TLDR : Un non-résident fiscal en France est tenu de payer des impôts uniquement sur les revenus de source française, y compris ceux provenant d’un logement situé en France. Il doit déclarer les revenus locatifs et les plus-values immobilières, avec possibilité d’exonérations pour les citoyens de l’UE/EEE sous certaines conditions. Dans certains cas, il est obligatoire de désigner un représentant fiscal en France.
Qui est considéré comme non-résident fiscal ?
Un non-résident fiscal est une personne dont le domicile fiscal n’est pas situé en France, selon l’article 4 B du Code Général des Impôts (CGI). Ce statut implique l’obligation de payer des impôts uniquement sur les revenus de source française, y compris les revenus locatifs provenant d’un logement situé en France.
Obligations déclaratives
Les non-résidents qui perçoivent des revenus locatifs d’un bien immobilier en France doivent les déclarer selon les règles de l’impôt sur le revenu (IR).
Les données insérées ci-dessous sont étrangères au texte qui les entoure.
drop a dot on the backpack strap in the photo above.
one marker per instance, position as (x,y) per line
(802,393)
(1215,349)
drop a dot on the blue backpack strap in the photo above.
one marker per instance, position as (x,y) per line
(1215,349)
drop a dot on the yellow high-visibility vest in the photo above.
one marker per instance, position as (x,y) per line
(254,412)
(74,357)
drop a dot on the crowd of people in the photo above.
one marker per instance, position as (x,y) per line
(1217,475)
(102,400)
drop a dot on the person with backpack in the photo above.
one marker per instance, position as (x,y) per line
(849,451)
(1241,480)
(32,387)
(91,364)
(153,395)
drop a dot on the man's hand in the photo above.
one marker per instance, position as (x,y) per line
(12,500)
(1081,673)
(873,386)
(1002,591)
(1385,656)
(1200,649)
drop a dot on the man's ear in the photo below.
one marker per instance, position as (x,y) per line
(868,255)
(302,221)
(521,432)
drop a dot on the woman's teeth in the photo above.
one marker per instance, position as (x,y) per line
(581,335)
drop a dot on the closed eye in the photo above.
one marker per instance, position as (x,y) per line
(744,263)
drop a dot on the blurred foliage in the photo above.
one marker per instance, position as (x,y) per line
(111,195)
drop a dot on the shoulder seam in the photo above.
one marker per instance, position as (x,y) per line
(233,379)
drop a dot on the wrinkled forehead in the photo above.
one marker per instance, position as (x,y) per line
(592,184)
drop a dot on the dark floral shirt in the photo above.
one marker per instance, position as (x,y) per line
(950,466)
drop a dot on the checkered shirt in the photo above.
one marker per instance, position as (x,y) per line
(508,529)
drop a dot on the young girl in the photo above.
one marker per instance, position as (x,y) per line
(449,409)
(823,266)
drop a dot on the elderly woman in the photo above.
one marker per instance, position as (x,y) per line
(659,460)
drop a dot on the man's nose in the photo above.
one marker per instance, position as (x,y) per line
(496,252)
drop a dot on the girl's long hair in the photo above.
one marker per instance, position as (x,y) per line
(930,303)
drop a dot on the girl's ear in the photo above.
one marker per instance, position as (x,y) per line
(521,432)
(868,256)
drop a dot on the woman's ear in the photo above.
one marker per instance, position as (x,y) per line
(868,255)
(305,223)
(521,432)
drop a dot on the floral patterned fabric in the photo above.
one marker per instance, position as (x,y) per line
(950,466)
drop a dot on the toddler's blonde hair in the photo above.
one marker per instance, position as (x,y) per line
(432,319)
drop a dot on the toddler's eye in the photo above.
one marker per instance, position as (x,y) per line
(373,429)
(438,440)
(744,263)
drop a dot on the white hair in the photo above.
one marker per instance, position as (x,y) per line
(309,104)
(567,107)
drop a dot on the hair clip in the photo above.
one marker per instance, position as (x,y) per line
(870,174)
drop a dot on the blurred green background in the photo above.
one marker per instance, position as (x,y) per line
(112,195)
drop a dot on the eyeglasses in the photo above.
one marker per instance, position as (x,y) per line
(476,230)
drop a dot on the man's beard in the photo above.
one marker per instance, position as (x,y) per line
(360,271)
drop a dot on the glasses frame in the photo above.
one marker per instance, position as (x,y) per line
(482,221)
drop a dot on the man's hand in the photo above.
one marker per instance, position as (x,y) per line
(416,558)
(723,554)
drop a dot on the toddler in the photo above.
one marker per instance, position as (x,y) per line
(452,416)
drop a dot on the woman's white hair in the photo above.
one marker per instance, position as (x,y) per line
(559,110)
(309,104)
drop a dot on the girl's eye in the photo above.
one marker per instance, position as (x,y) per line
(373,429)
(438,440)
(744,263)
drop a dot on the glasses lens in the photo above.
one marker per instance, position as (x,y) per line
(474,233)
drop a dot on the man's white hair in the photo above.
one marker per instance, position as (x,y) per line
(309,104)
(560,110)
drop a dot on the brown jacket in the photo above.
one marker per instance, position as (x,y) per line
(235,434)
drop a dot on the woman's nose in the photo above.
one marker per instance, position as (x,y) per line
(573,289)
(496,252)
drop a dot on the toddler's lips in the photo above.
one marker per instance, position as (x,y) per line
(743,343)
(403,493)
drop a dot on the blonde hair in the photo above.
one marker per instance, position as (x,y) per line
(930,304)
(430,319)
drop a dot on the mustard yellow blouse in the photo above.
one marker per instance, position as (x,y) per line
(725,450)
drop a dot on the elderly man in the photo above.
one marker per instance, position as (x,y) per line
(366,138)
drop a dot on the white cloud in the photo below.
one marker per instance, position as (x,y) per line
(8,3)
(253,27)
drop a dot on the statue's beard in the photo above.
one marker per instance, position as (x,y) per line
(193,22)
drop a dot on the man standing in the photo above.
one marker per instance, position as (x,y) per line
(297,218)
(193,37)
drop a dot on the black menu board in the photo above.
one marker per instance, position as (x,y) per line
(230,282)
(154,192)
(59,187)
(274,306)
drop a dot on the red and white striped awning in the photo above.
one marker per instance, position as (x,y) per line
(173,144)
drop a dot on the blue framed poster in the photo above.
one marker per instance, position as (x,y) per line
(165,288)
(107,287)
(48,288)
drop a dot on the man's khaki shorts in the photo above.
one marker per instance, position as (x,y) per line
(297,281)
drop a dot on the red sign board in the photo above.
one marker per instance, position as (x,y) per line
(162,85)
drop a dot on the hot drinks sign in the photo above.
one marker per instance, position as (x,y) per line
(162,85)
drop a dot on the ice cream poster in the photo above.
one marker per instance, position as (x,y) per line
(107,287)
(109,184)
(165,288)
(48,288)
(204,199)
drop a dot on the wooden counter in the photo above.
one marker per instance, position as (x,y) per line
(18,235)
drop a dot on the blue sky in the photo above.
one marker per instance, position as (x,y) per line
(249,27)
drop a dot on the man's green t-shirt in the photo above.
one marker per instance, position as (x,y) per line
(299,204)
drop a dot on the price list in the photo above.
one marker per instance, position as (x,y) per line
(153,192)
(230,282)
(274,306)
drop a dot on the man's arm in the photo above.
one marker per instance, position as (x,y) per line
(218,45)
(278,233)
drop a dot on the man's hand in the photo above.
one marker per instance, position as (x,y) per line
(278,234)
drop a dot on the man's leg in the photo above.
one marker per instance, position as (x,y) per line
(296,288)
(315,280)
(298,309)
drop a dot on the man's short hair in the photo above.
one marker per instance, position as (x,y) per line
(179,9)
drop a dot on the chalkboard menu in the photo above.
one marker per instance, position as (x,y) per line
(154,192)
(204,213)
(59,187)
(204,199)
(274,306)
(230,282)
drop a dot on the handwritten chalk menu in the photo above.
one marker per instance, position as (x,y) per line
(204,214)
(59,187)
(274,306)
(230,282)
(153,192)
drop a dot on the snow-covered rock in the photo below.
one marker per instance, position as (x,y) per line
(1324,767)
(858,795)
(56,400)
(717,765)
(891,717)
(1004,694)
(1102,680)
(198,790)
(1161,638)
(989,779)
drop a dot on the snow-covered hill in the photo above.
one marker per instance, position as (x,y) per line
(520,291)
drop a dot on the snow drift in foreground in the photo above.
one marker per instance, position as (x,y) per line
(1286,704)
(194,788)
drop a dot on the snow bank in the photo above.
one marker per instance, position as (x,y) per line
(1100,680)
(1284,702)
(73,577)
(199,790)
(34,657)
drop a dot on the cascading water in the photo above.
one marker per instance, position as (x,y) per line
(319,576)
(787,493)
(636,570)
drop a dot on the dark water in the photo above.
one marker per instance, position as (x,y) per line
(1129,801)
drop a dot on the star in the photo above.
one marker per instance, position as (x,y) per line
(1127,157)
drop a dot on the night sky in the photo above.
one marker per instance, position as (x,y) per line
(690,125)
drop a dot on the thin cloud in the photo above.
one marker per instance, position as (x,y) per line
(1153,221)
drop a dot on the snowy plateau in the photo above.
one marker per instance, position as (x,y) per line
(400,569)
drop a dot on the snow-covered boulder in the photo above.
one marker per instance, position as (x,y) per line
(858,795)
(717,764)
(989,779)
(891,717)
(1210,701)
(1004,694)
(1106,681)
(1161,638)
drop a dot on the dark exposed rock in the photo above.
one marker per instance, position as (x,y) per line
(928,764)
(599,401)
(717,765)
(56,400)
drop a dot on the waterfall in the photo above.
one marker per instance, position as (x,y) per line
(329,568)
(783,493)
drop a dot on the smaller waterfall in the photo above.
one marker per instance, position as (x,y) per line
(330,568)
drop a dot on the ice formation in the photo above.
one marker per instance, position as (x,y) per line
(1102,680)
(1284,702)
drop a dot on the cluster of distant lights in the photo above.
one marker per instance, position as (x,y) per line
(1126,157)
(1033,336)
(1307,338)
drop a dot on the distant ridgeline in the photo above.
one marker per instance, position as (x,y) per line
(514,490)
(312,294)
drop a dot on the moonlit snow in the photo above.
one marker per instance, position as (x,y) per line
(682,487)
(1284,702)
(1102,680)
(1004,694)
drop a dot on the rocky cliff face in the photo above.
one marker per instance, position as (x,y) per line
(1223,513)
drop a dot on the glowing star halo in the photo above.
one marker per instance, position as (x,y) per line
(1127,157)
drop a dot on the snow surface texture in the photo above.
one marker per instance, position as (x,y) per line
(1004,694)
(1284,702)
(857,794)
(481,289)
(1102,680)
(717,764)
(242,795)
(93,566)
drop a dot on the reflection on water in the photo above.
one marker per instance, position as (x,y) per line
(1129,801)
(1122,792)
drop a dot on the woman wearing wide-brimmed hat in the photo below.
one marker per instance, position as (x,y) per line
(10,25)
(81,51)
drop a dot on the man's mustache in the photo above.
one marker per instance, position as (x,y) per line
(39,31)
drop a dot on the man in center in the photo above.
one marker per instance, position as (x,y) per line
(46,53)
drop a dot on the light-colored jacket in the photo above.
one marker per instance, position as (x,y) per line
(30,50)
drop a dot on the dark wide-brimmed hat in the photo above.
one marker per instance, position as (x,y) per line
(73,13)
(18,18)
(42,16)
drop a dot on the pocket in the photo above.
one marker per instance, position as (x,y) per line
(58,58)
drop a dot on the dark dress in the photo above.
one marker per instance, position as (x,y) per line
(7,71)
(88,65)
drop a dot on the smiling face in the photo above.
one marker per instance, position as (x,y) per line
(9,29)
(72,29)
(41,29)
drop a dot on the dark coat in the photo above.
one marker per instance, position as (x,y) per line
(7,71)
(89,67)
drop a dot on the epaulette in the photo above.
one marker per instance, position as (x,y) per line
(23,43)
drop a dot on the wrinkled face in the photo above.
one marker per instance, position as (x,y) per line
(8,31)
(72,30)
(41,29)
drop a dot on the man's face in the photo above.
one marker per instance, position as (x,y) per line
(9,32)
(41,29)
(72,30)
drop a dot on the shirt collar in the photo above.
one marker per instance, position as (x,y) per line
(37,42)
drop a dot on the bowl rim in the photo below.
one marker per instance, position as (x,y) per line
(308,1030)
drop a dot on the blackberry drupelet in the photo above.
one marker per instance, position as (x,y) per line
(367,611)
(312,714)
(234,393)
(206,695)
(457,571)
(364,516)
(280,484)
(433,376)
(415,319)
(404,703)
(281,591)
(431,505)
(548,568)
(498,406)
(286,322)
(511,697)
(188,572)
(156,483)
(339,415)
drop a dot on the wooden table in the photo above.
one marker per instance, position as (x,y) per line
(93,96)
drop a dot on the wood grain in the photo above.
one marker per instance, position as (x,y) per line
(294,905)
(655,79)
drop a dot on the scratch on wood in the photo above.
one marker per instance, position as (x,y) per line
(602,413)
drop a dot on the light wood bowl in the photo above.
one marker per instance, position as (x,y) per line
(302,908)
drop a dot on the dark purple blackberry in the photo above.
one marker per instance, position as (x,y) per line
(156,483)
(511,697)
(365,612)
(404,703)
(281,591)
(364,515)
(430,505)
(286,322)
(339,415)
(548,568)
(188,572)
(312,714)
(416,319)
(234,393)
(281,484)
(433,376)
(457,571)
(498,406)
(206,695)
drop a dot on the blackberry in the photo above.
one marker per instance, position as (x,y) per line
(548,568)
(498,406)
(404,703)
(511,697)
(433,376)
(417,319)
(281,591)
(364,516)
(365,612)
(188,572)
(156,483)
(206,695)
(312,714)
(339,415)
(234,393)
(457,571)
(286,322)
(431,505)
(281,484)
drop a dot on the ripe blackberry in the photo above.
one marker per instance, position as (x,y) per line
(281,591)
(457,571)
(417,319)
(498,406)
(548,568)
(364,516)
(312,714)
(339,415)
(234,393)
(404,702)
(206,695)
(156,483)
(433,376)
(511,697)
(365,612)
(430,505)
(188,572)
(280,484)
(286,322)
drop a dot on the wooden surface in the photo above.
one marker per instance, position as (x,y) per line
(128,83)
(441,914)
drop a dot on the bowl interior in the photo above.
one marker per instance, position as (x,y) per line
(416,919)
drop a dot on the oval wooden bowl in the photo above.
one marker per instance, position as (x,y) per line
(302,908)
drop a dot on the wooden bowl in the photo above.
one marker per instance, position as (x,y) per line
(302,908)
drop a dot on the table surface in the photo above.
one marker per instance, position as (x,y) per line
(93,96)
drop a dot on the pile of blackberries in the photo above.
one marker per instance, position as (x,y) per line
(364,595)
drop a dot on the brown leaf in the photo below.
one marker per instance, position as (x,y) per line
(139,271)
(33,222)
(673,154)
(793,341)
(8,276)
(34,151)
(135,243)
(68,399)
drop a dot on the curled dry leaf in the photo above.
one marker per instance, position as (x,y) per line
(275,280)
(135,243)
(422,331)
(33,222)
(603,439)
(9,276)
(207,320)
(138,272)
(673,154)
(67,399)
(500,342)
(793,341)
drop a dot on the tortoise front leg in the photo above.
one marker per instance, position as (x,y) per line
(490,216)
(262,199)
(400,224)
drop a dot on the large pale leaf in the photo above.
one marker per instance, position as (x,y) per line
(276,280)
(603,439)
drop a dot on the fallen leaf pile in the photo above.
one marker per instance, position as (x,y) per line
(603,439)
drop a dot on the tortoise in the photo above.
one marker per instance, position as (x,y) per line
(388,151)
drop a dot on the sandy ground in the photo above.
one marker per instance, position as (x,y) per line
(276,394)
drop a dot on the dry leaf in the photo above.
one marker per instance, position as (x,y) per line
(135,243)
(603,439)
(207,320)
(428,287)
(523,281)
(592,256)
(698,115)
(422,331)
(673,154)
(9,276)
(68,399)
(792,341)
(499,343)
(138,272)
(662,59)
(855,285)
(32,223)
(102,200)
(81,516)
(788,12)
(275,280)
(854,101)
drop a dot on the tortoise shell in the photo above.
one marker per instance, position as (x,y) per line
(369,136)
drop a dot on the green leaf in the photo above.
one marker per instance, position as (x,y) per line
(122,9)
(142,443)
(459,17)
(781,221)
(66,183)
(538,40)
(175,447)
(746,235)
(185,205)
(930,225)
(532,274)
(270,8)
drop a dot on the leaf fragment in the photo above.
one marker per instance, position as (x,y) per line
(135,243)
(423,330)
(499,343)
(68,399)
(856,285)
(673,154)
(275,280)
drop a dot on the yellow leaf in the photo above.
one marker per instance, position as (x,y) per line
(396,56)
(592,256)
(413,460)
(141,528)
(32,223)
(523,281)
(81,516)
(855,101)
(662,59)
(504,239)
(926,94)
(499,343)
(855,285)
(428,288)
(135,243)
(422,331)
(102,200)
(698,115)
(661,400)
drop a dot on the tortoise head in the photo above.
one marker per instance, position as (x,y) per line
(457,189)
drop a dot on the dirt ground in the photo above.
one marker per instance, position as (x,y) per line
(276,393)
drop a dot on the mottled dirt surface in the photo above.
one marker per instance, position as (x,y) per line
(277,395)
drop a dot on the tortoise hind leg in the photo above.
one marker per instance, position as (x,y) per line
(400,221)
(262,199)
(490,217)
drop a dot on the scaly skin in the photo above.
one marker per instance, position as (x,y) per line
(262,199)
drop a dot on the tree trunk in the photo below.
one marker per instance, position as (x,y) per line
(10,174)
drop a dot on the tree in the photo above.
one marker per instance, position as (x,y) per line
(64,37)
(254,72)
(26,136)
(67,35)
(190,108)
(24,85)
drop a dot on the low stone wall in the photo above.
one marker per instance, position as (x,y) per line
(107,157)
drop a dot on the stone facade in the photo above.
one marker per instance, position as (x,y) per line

Pour les plus-values immobilières, réalisées par exemple en cas de vente du bien, un prélèvement forfaitaire s’applique.
Exonérations pour les non-résidents UE/EEE
Les non-résidents de l’Union Européenne ou de l’Espace Économique Européen peuvent bénéficier d’une exonération sur les plus-values immobilières en cas de vente du logement, à condition que :
- Ils aient eu leur domicile fiscal en France pendant au moins deux ans par le passé.
- La cession intervienne dans les cinq ans suivant le transfert à l’étranger ou que le logement ait été à leur disposition au 1er janvier de l’année précédant la vente.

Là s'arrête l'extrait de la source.